The Laughter of the Oppressed argues that when the oppressed laugh, their laughter can function as an act of ethical and theological resistance in the midst of tragedy. To make this case, Jacqueline Bussie explores three novels: Elie Wiesel's Gates of the Forest; Shusaku Endo's Silence; and Toni Morrison's Beloved. Bussie listens deeply to the voices of people traditionally marginalized to discover how they have given expression to the paradox of "colliding narratives" and responded creatively to tragic suffering. She finishes by proposing a Christian theology of laughter that holds out genuine hope for Christian theology to face up to some of its own historic limitations. The Laughter of the Oppressed won the 2006 Trinity Prize.
The first chapter, "Laughter From Below," argues concisely for the need to consider laughter as the resistance of the oppressed. Bussie takes the reader through her exploration of texts addressing laughter throughout Christian history. When she found mainly condemnations, she realized that this was because laughter was always treated from the point of view of the powerful, who condemned laughter in those "below" them because they experienced it as threatening. Bussie states that inquiring into the laughter of "everyday theologians" reveals a valuable ethical purpose of laughter-as-resistance previously unnoticed by the "experts." She gives a most elegant justification for the use of novels as theological sources (p. 5).

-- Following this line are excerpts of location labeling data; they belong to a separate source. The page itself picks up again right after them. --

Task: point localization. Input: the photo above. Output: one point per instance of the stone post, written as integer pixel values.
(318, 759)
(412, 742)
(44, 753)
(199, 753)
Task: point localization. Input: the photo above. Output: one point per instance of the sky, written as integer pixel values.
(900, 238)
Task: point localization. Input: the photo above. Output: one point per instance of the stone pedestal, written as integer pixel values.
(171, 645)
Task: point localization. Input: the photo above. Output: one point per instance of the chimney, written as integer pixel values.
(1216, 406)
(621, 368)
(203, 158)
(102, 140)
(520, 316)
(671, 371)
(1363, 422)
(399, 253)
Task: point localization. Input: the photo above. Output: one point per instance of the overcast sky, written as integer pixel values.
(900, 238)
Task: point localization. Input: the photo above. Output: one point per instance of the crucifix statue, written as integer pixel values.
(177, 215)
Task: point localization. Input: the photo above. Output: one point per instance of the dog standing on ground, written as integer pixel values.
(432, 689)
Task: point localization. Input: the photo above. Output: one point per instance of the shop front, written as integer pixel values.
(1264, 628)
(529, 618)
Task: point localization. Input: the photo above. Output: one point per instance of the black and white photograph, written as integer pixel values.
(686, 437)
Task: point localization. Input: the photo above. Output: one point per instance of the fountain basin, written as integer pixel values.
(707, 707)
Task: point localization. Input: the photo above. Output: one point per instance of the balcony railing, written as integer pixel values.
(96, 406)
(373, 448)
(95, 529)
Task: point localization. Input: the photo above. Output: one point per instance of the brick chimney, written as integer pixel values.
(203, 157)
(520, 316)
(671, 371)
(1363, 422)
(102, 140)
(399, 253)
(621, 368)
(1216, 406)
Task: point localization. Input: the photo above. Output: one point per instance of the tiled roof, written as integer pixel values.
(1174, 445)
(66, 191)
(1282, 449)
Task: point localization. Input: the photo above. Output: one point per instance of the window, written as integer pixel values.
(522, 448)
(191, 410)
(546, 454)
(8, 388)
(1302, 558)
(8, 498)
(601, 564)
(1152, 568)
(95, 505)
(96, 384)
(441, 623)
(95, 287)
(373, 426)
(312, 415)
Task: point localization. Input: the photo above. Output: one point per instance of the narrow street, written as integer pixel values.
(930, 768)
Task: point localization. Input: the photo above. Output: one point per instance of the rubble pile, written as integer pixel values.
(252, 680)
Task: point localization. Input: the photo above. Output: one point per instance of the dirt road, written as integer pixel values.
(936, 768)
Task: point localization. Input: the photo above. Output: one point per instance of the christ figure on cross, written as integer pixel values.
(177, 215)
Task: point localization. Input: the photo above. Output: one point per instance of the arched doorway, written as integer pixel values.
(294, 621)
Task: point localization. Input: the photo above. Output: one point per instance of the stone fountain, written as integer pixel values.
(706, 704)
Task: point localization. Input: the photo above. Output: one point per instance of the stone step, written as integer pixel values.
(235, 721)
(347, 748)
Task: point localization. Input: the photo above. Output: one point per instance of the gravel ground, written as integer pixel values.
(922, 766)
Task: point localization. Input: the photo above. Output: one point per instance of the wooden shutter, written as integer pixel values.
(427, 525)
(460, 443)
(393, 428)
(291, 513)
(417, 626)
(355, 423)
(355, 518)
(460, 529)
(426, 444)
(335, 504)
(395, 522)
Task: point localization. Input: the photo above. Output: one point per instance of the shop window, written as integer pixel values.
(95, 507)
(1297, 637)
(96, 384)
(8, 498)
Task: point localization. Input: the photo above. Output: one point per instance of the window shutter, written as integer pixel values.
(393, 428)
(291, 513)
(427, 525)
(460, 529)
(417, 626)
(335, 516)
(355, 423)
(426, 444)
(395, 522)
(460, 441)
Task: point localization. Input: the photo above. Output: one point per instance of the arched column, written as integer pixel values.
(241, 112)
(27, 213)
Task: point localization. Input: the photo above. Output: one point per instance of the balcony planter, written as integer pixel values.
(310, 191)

The second chapter charts the development of theories of laughter throughout the history of Western philosophy and theology. From Plato to Kirkegaard, Chrysostom to Niebuhr, Bussie shows that most have either condemned laughter as meaningless or sinful or treated it as a response to the absurd. Though one or two have considered laughter in the context of "seriousness," none have explored the phenomenon of laughter in response to tragedy. Demonstrating that the Bible allows for more complex possibilities, Bussie aims to fill this gap.
Chapters three through five take up the three novels in turn. With Wiesel's Gates of the Forest, Bussie notes that although it makes us uncomfortable to think of laughter in conjunction with indescribable suffering, we must ponder the laughter of Holocaust victims if we are to understand how some survived. Bussie identifies five interrelated ways in which laughter functions as resistance to the tragedy of the Holocaust: to laugh is to respond, creatively and extra-linguistically, to the crisis of language, the exercise of demonic power by the state, the problem of evil, radical despair, and absolute paradox. Bussie weaves together literary criticism, Holocaust studies, and Jewish philosophy and mysticism to create a multilayered interpretation of the theological significance of Gavriel's laughter in Gates of the Forest, showing how ancient Jewish wisdom gives rise to this creative response in the face of absolute evil.

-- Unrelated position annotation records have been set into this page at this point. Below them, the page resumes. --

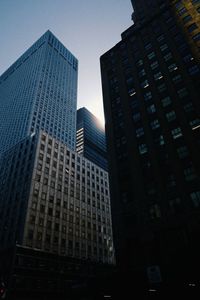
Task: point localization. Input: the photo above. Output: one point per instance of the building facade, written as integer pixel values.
(150, 83)
(39, 91)
(90, 138)
(54, 200)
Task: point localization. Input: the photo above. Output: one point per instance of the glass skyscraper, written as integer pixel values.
(39, 91)
(90, 138)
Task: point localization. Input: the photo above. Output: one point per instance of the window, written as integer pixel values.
(142, 148)
(158, 76)
(182, 92)
(188, 107)
(196, 37)
(172, 67)
(177, 78)
(192, 27)
(139, 132)
(195, 196)
(142, 73)
(193, 70)
(189, 174)
(176, 133)
(182, 11)
(151, 109)
(155, 124)
(155, 212)
(171, 116)
(195, 124)
(147, 96)
(148, 46)
(145, 84)
(187, 19)
(182, 152)
(154, 65)
(139, 63)
(160, 38)
(162, 87)
(166, 101)
(151, 55)
(136, 117)
(163, 47)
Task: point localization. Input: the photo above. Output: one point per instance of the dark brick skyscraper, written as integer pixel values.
(151, 86)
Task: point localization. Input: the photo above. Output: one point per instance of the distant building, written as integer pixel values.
(39, 91)
(90, 138)
(151, 87)
(54, 200)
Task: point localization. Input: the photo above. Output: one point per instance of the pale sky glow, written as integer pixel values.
(88, 28)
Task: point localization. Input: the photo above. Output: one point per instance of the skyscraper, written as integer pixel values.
(54, 200)
(90, 138)
(151, 85)
(39, 91)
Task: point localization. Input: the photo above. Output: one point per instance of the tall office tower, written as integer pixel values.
(151, 86)
(90, 138)
(54, 200)
(39, 91)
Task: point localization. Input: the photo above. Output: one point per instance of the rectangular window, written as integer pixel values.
(162, 87)
(195, 196)
(142, 149)
(192, 27)
(151, 55)
(151, 109)
(176, 133)
(166, 101)
(171, 116)
(182, 92)
(154, 65)
(155, 124)
(182, 152)
(139, 132)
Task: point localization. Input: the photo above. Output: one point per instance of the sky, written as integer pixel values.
(88, 28)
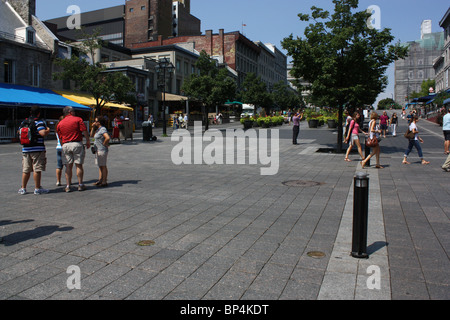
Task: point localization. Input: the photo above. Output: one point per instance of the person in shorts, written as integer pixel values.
(71, 131)
(102, 138)
(446, 130)
(34, 157)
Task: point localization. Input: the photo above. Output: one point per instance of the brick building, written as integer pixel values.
(234, 50)
(134, 22)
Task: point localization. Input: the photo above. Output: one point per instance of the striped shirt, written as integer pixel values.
(39, 146)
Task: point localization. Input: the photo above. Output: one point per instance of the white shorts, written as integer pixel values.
(73, 153)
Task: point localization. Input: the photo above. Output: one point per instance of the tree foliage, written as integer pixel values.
(211, 86)
(94, 78)
(343, 59)
(254, 91)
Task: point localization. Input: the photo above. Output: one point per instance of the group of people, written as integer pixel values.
(377, 130)
(70, 132)
(180, 121)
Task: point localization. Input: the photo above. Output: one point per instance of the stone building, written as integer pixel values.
(442, 62)
(418, 66)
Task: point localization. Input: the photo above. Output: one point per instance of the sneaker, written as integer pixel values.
(41, 191)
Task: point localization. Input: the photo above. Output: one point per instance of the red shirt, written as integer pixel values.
(70, 129)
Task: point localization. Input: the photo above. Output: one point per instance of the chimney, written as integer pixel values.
(25, 8)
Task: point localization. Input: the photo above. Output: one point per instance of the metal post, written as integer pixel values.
(360, 215)
(366, 153)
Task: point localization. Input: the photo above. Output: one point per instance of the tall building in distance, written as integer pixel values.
(442, 63)
(418, 66)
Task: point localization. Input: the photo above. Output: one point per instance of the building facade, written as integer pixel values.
(235, 51)
(442, 63)
(136, 21)
(418, 66)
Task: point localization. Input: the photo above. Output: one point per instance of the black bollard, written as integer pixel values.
(366, 154)
(360, 215)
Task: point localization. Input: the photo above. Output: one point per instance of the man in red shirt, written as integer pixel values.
(71, 131)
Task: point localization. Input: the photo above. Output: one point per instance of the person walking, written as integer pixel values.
(414, 142)
(296, 126)
(446, 130)
(34, 154)
(374, 132)
(353, 136)
(101, 143)
(59, 162)
(394, 123)
(384, 122)
(71, 131)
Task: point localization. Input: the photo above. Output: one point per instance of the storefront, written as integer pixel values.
(16, 101)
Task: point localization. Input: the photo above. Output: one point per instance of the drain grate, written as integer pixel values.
(146, 243)
(316, 254)
(302, 183)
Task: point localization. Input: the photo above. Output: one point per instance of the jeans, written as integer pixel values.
(414, 143)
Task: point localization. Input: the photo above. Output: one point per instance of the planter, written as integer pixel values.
(313, 123)
(332, 123)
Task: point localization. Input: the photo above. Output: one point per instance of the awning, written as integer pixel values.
(425, 99)
(171, 97)
(88, 100)
(23, 96)
(233, 102)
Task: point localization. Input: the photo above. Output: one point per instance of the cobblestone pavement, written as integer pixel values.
(225, 232)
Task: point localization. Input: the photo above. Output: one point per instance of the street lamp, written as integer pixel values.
(164, 68)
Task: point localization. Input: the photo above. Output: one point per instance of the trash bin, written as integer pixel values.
(147, 131)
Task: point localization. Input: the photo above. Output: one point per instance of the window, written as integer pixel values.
(35, 75)
(30, 37)
(420, 74)
(9, 71)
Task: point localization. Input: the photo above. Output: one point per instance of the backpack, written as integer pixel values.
(28, 132)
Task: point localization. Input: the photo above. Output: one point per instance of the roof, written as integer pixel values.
(23, 96)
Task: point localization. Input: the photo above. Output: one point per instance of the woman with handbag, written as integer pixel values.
(101, 144)
(414, 142)
(372, 141)
(353, 136)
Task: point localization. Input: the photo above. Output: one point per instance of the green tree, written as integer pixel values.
(343, 59)
(93, 77)
(424, 89)
(254, 91)
(284, 98)
(211, 86)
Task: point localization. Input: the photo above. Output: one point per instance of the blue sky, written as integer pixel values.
(270, 21)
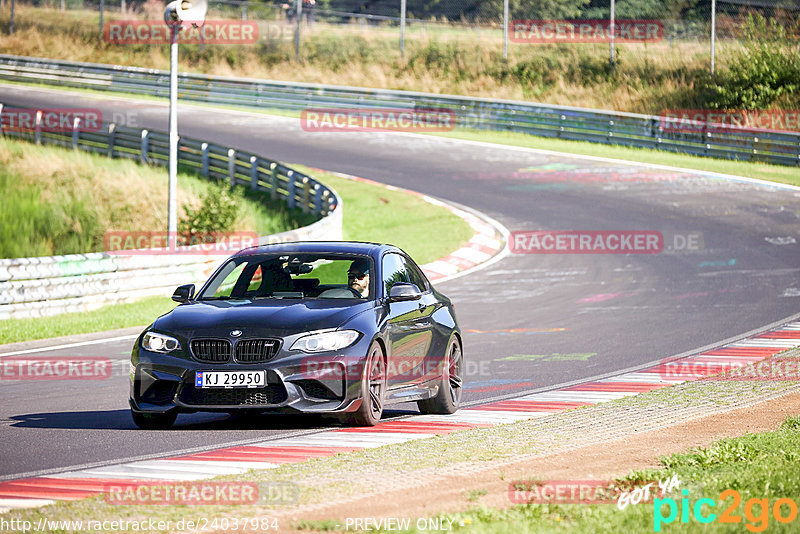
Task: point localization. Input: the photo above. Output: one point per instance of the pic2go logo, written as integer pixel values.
(757, 521)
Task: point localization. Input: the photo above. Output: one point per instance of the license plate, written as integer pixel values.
(230, 379)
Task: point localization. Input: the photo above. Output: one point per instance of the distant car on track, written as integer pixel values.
(340, 328)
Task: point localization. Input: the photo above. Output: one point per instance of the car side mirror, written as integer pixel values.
(183, 293)
(404, 291)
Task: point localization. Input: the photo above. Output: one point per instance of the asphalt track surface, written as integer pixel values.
(575, 315)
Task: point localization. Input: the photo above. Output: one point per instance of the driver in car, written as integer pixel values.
(358, 277)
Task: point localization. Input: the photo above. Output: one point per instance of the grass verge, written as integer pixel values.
(762, 171)
(57, 201)
(748, 476)
(371, 213)
(645, 78)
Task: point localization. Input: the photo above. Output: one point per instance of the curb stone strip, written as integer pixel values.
(44, 490)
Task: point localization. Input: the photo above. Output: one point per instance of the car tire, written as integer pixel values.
(373, 390)
(154, 421)
(448, 399)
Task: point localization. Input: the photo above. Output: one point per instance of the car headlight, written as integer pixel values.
(159, 342)
(326, 341)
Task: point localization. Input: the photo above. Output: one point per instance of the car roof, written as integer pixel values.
(322, 247)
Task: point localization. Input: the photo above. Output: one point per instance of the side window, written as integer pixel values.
(394, 270)
(416, 275)
(228, 278)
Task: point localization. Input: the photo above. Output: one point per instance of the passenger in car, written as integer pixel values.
(358, 277)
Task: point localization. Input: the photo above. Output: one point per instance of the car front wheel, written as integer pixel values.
(373, 389)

Chapters four and five proceed similarly. With Endo's Silence, Bussie shows that the laughter of the apostatized priest Rodrigues is also a creatively and extra-linguistic response to tragic suffering. Rodrigues, an "embodied paradox" (p. 110), is neither simply a priest or an apostate: he is both at the same time, and his laughter expresses this apparently absurd reality where language cannot. This chapter presents laughter as a legitimate aspect of a theology of the cross, holding death and resurrection together. Finally, investigating Morrison's Beloved, Bussie discusses many meanings of the laughter of three characters: Baby Suggs, Sixo, and Paul D. Collectively, their laughter rejects the dehumanizing narratives of white supremacy and affirms their hope and dignity alongside tragedy both past and present. Bussie concludes this chapter with a tantalizingly brief comparison of laughter in all three books, stating that Christian theologians and ethicists need to learn to consider multiple narratives at the same time (p. 122).
In conclusion, Bussie frames a theology of laughter. In five brief points, she suggests that a theology of laughter would deepen our understanding of faith, hope, and suffering; push us past certain sinful dichotomies and conventional theodicy; and keep theology more honest than it has been in the past. These are tremendously exciting possibilities.
Bussie's book is thoroughly researched and elegantly written. The chapters analyzing the novels are exhaustive; I would have appreciated a more detailed assessment of the similarities and differences in the varieties of laughter across the three works. Yet at the same time, I can see that too much compare-and-contrast would do violence to the individuality of the narratives and the experiences they represent. This work makes a vital contribution to Christian theology and ethics.
The Laughter of the Oppressed is recommended for scholarly readers; it could be utilized as a textbook at the graduate level. It is indispensable for those concerned with theodicy and the problem of suffering, the theology of the cross, liberation theologies, and the use of fiction as a theological resource.